簡体字、繁体字、どう違うの?
クライアントの多くは、翻訳案件を発注いただく際、簡体字と繁体字がそれぞれ漢字圏における位置づけにあいまいな認識しか持ち合わせておらず、その都度、説明をさせていただくことが多々あります。
ここで、Q&A形式でできるだけ簡単に説明をまとめ見たいと思います。
❶漢字圏で簡体字と繁体字をそれぞれ使う国と地域は?
台湾、香港、アモイでは繁体字を使用、それ以外の漢字圏(中国本土、シンガポール、マレーシアなど)では基本的に簡体字を使います。
❷簡体字と繁体字は書体としての違いや2種類に存在する経緯は?
実は20世紀50年代半ばまではすべて繁体字でしたが、1956年頃から中国本土で簡体字が使うようになりました。もっとも、国民党時代の1930年代から簡体字切り替えの動きがあったようです。(途中で頓挫)1980年代頃からシンガポールで簡体字への変更が行われ、ほかの漢字圏も追随して簡体字が使われるようになりました。

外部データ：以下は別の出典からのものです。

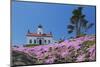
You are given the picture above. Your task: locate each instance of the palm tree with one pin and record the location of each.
(78, 23)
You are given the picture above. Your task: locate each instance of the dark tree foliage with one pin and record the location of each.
(78, 23)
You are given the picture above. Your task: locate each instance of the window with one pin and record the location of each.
(45, 41)
(39, 32)
(35, 41)
(48, 41)
(30, 41)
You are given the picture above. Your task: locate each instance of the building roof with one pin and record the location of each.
(38, 35)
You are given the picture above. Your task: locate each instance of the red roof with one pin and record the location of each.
(38, 35)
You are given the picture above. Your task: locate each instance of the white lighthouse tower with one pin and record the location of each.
(40, 29)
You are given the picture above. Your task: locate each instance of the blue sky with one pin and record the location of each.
(53, 17)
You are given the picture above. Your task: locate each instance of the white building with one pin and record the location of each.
(39, 37)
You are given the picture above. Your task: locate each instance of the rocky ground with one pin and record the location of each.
(73, 50)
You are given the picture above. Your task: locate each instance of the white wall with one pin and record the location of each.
(5, 33)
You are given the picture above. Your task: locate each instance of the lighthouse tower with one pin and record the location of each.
(40, 29)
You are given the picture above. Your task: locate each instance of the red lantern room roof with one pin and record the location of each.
(38, 35)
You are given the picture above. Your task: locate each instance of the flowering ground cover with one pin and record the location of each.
(73, 50)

❸中文和訳の案件は翻訳者をどう選べばよいのでしょうか
中文(簡体字・繁体字)和訳する際は、翻訳スキルを持つ翻訳者であれば基本的に誰でも難なくこなせるでしょう。強いて言えば簡体字ネイティブの翻訳者は、繁体字もほとんどが読める柔軟性に長けており、第一の選択でしょう。

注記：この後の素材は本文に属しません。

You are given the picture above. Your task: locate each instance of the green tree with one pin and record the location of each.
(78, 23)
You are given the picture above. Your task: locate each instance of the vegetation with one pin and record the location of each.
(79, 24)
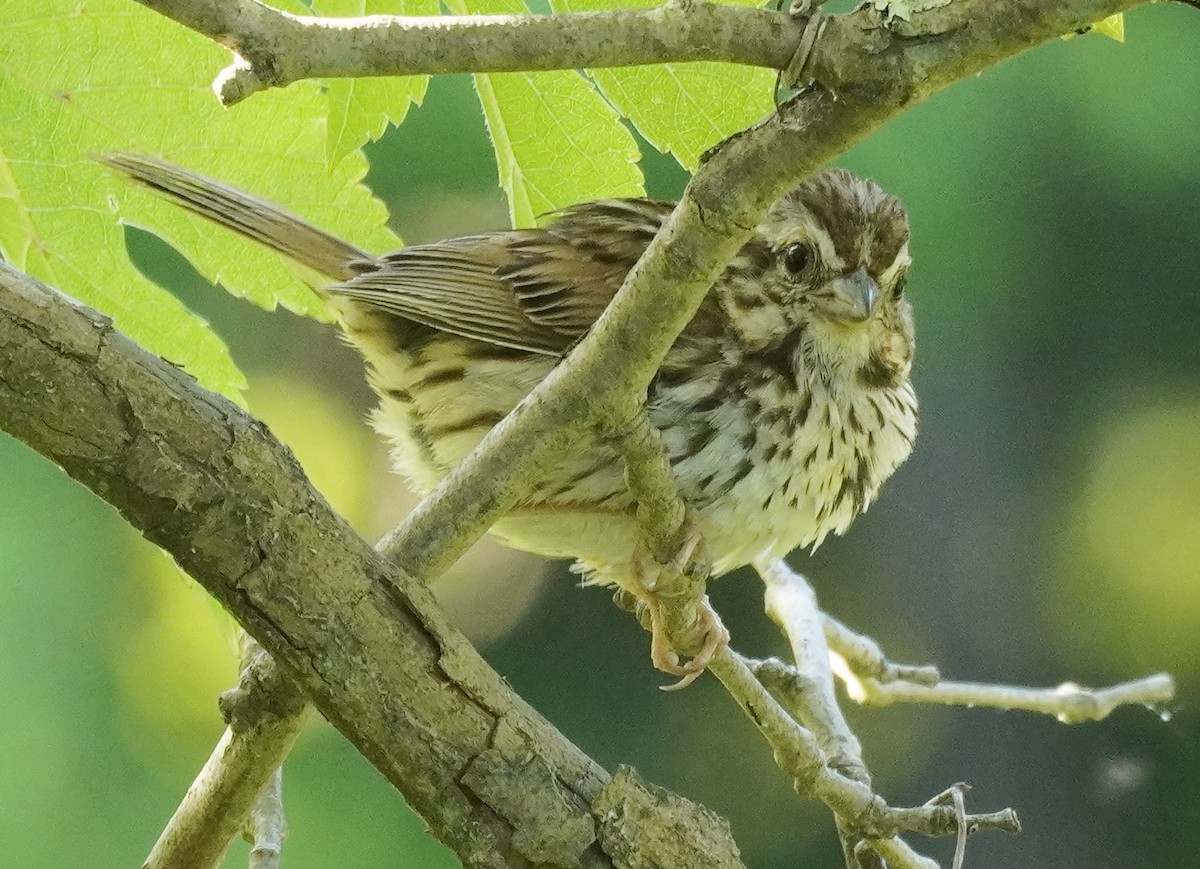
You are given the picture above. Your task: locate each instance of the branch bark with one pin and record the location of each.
(363, 639)
(366, 643)
(277, 48)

❹和文中訳の案件は翻訳者をどう選べばよいのでしょうか
和文中訳(簡体字・繁体字)するケースでは、翻訳者選びが一番頭を悩ますことでしょう。ターゲットユーザー、訳文の掲載媒体、そして予算などによって、選択肢が分かれます。実を言うと、同じ漢字圏でも、言い回しや、固有名詞、そして文化的背景によるもの事の考え方に少ながらず違いが現れます。そのためユーザー(読み手)数が多い中国本土、香港、台湾にそれぞれ長期間くらしたことのある人以外はすべてこなせる翻訳者はほぼいないでしょう。ですので、すこしでもクライアントのターゲットユーザーに近づける訳文ができる翻訳者を選ぶしかないでしょう。